Com relação às pesquisas, inicialmente os CEPs nascem por exigência da área da saúde, de certo modo com respaldo jurídico, para normatizar as condutas do pesquisador em estudos envolvendo seres humanos. No “Manual operacional para comitês de ética em pesquisa”[1] , documento publicado em 2002 pelo Conselho Nacional de Saúde (CNS – Ministério da Saúde), por exemplo, cento e vinte e cinco páginas descrevem o funcionamento dos CEPs. Nesse documento são indicados parâmetros em relação aos quais os avaliadores devem prestar atenção por sinalizarem situações em que os sujeitos envolvidos nas pesquisas podem ter sua integridade atingida.

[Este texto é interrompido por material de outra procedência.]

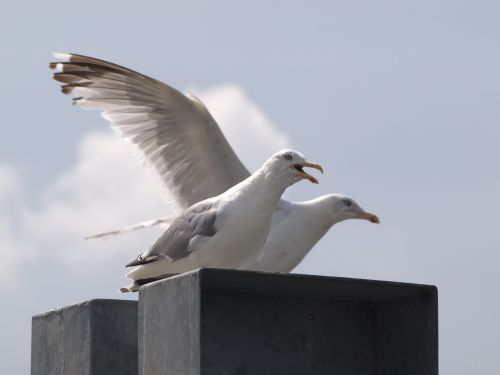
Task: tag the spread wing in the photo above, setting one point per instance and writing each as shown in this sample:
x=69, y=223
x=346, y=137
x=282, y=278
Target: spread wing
x=175, y=134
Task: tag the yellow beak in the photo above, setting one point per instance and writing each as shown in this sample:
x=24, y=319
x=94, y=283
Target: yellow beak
x=298, y=167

Os CEPs foram constituídos e tornaram-se obrigatórios nas IES. Seu poder de definir a condução das pesquisas na área da saúde estendeu-se a outros campos do conhecimento, como a área das Ciências Humanas que abrange a Educação. Isso consta no documento. A consequência é que estudantes e professores que lidam com Educação vivem o estresse de ter de submeter seus projetos à Plataforma Brasil – base nacional de registros de pesquisas – para aprovação e possível acompanhamento (monitoramento) da execução do trabalho

“Ela [a plataforma] permite que as pesquisas sejam acompanhadas em seus diferentes estágios – desde sua submissão até a aprovação final pelo CEP e pela Conep, quando necessário – possibilitando inclusive o acompanhamento da fase de campo, o envio de relatórios parciais e dos relatórios finais das pesquisas (quando concluídas).” (https://plataformabrasil.saude.gov.br/login.jsf)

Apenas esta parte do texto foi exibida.